Валентин Ефремович действительно шагал по тихой улице и размышлял:
– Вот,
Валентин Ефремович зло сплюнул себе под ноги, угораздил прямо на ботинок и раздосадовано подытожил: – Совершенно гадкий день. Хуже не могло и быть.
– Эй, Миловидов!
Чей-то звучный окрик встряхнул и без того встревоженную нервную систему педагога. Вздрогнув всем организмом, Миловидов запнулся о бордюр и балансируя взмахнул руками – изобразил некое подобие гимнастической фигуры, именуемой в физкультуре «ласточка». И от такого взбрыкивания шляпа слетела с его головы, осенний порывистый ветерок славно подхватил её и погнал вдоль по улице, аккурат по направлению к кафе. Докатил до входа в оное и плюхнул в лужу. Теперь педагогу уже просто захотелось рыдать.
– Валентин Ефремович!.. Уважаемый дружище!
– Ну что ещё вам от меня бы надо? – воскликнул Миловидов, выкрикнул прямо в белый свет.
Лишь после он оглянулся и приметил, что по дороге к нему спешит его приятель, участковый врач Войтович.
Марк Моисеевич Войтович, мужчина плотный, не старый, на вид серьёзный, был по существу у Миловидова единственным приятелем, а также, как наивно считалось среди местных обывателей, единственным евреем в Бородце. Валентина Ефремовича он знал очень давно. Порой ему казалось, что просто с детства, и было между ними некое взаимопониманье и, пожалуй, дружба, хотя признаться, по вине ещё довольно-таки крепкого здоровья педагога встречались они редко.
Олицетворяя собой сплошное медицинское милосердие Войтович быстрыми шажками приблизился к Миловидову и начал дружескую беседу с традиционного своей профессии вопроса:
– На что вы жалуетесь, Валентин Ефремович?
Миловидов в свою очередь пытался уклониться:
– С чего вы это взяли, что я жалуюсь?
– Да как же, дорогой мой? – всплеснул руками врач Войтович. – У вас же, извините, вид такой, как будто, извините, вы с цепи сорвались. Нам, участковым докторам, – Войтович пальцем указал на поликлинику, – такое дело видать издалека.

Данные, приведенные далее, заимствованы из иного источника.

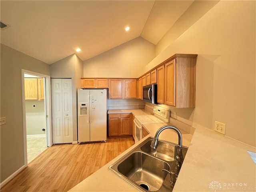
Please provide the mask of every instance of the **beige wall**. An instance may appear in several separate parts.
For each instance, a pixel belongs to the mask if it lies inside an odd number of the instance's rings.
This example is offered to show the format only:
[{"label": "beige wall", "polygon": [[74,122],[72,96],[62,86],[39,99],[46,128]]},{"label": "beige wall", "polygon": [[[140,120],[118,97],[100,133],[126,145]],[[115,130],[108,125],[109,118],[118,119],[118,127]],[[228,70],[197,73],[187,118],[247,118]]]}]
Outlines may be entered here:
[{"label": "beige wall", "polygon": [[21,69],[50,75],[48,64],[1,44],[0,182],[24,164]]},{"label": "beige wall", "polygon": [[77,88],[80,88],[83,62],[74,54],[50,65],[51,78],[71,78],[72,84],[73,141],[77,141]]},{"label": "beige wall", "polygon": [[[26,100],[26,126],[27,135],[45,134],[45,115],[44,100]],[[36,107],[33,106],[36,105]]]},{"label": "beige wall", "polygon": [[130,46],[143,42],[139,38],[84,62],[84,76],[137,78],[176,53],[198,54],[195,108],[163,106],[195,127],[213,130],[214,121],[225,123],[227,136],[256,146],[255,23],[254,1],[195,2],[156,45],[157,56],[148,64],[127,61],[134,53]]},{"label": "beige wall", "polygon": [[156,56],[155,46],[138,37],[84,62],[84,77],[137,78]]},{"label": "beige wall", "polygon": [[218,2],[172,41],[142,72],[176,53],[198,54],[196,108],[170,107],[171,110],[176,112],[178,119],[195,126],[213,130],[214,121],[225,123],[227,136],[253,146],[256,146],[255,3]]}]

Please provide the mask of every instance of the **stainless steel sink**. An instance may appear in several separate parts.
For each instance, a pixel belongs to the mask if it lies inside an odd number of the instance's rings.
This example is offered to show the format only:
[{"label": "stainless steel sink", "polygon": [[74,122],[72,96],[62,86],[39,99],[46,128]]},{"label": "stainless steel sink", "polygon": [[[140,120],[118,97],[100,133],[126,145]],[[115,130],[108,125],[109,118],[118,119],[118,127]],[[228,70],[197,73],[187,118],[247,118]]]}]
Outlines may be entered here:
[{"label": "stainless steel sink", "polygon": [[[148,138],[108,169],[140,190],[172,191],[170,175],[162,170],[174,168],[177,145],[159,140],[156,151],[152,151],[150,145],[152,140]],[[184,158],[187,150],[182,147]]]},{"label": "stainless steel sink", "polygon": [[169,170],[168,164],[141,152],[136,152],[116,164],[112,168],[138,185],[150,191],[156,191],[162,186]]}]

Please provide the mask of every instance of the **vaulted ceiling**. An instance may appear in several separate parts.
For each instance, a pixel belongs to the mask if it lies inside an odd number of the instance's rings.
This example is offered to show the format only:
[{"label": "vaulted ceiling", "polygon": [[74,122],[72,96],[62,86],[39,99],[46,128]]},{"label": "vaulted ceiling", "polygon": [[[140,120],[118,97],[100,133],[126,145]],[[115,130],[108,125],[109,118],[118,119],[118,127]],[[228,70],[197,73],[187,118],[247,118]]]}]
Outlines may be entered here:
[{"label": "vaulted ceiling", "polygon": [[48,64],[80,48],[84,61],[139,36],[156,45],[193,1],[1,0],[1,43]]}]

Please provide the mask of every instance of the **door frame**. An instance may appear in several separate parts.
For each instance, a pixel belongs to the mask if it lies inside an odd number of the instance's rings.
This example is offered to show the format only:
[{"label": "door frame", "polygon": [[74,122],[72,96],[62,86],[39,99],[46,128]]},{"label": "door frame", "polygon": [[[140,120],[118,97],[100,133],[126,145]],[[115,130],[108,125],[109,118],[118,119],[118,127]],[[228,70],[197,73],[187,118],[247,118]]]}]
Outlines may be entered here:
[{"label": "door frame", "polygon": [[46,114],[45,116],[46,131],[48,147],[52,145],[52,106],[51,93],[51,78],[50,76],[36,72],[28,71],[24,69],[21,70],[21,87],[22,93],[22,118],[23,126],[23,142],[24,146],[24,164],[26,167],[28,166],[28,154],[27,152],[27,130],[26,122],[26,104],[25,100],[25,85],[24,74],[38,76],[44,78],[45,80],[44,90],[44,111]]}]

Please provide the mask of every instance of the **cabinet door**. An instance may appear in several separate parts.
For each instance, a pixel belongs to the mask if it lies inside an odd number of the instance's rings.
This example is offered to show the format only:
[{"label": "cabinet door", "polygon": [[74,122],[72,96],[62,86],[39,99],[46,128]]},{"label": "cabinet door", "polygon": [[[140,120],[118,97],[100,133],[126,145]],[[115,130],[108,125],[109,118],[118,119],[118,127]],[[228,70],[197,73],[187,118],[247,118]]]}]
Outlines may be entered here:
[{"label": "cabinet door", "polygon": [[157,83],[157,75],[156,72],[156,69],[153,70],[150,72],[150,76],[151,77],[151,84]]},{"label": "cabinet door", "polygon": [[132,136],[133,139],[135,140],[135,124],[134,124],[133,120],[134,120],[135,117],[134,115],[132,116]]},{"label": "cabinet door", "polygon": [[109,79],[109,98],[122,99],[123,98],[122,80]]},{"label": "cabinet door", "polygon": [[130,114],[120,114],[120,135],[131,135],[131,118]]},{"label": "cabinet door", "polygon": [[94,79],[83,79],[82,80],[83,88],[95,88]]},{"label": "cabinet door", "polygon": [[146,75],[143,76],[142,78],[142,87],[146,86]]},{"label": "cabinet door", "polygon": [[119,135],[119,118],[108,119],[108,136],[115,137]]},{"label": "cabinet door", "polygon": [[37,79],[37,83],[38,90],[38,100],[44,100],[44,79],[42,78]]},{"label": "cabinet door", "polygon": [[175,59],[165,65],[165,104],[175,106]]},{"label": "cabinet door", "polygon": [[164,66],[158,67],[157,71],[157,102],[164,104]]},{"label": "cabinet door", "polygon": [[138,98],[142,99],[142,78],[140,78],[138,80]]},{"label": "cabinet door", "polygon": [[151,76],[150,73],[149,72],[146,75],[146,85],[150,85],[151,84]]},{"label": "cabinet door", "polygon": [[37,78],[25,78],[25,99],[37,100],[38,99]]},{"label": "cabinet door", "polygon": [[148,132],[146,131],[145,128],[143,128],[143,138],[146,137],[147,135],[149,134]]},{"label": "cabinet door", "polygon": [[124,80],[124,98],[137,98],[137,81],[136,79]]},{"label": "cabinet door", "polygon": [[95,84],[96,88],[108,88],[108,79],[96,79]]}]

Набрав полную грудь ноябрьского воздуха Валентин Ефремович уже надумал возразить, но выдохнув непроизвольно согласился:
– Вы абсолютно правы, Марк. Вот что-то я сегодня испытываю некую нервозность и, знаете ли, как-то даже взвинчиваюсь.
Педагог призадумался, поднял вверх руку и замысловато покрутил скрюченными пальцами, словно бы вгоняя отвёрткой крепёжный шуруп в кусок фанеры.
– Вот, как-то так. Вот, как-то так…
– Это, дружище, очень скверно, тревожный звоночек, – озадачился Войтович и рассудил: – Не помешало бы…
Миловидов перебил:
– Наверное, погода влияет?.. Бури всякие, магнитные… давление?..
– Совершенно не при чём, – решительно ответил Марк Моисеевич. – Какие к чёрту бури? У вас, милейший, переутомление, психоз. Видать такое дело прямо по лицу. Цвет кожи серый, веки вздулись.
– Вы так считаете?
– Несомненно, – отрезал собеседник. – Я же врач. И, кстати, не какой-нибудь хухры-мухры, а участковый!.. Я сразу вижу все симптомы и точно знаю, чем и как лечить.
К этому моменту Валентин Ефремович уже выловил свою шляпу из лужи и машинально стряхивая грязь бросил мимолётный взгляд на вход в кафе. Взгляд его зацепился.